I guess I need to add that some information about the US is also suspect!
 
China leads in drone production and in other fields of endeavor because it's pulled itself up by the bootstraps and resolved to become a highly evolved technological powerhouse. Meanwhile, thinking we were the only game in town, we rested on our laurels. Part of China's success, of course, is that it sent its best and brightest to be educated in the US, and those folks have gone back home and applied themselves. They work harder, longer, and leaner than we do.
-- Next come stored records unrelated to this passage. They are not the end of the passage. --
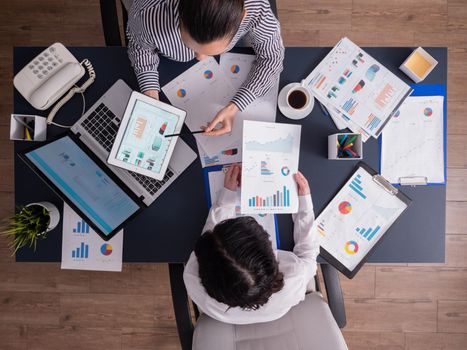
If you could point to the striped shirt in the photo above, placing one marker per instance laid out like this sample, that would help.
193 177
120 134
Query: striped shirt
154 29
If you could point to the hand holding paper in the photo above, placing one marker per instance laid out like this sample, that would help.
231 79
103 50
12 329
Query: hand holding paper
225 117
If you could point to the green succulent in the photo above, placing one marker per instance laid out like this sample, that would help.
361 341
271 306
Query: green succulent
26 226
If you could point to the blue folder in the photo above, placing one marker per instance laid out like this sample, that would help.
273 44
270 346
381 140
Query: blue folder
207 191
428 90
We should have learned that lesson when W. Edwards Deming, a US statistician and efficiency expert, helped create the "Japanese Miracle" following WWII. Deming had first approached US automakers with his ideas and was rebuffed. Thus, while US auto manufacturers fought every new safety and environmental regulation (seatbelts, catalytic converters, ABS, better fuel economy, and so on), Japanese auto manufacturers embraced them. By so doing, and with far superior quality assurance programs (more emphasis on engineering and less on shiny chrome "styling"), Japan nearly put two US auto companies out of business.

I paid good money for my last American auto in 1971. It was a disaster -- a real lemon. Fool me once, shame on you. Fool me twice didn't happen. VWs and Toyotas ever since, with no regrets. Everything works, and the doors fit.

Another problem we face is that US manufacturers willingly shipped their production and trade secrets offshore in order to exploit cheap labor for greater profits. China didn't steal our jobs or trade secrets; we gave them away. And now, Nvidia has been given the green light to send advanced AI-capable chips to China. Like a whore, Uncle Sam gets a share of the profits, but guess who will benefit more over the longer term?

I believe it was Thomas Friedman who once pointed out that when a genuine one-in-a-million talent emerges in China, it's important for us to realize that there are 1300 others just like him or her.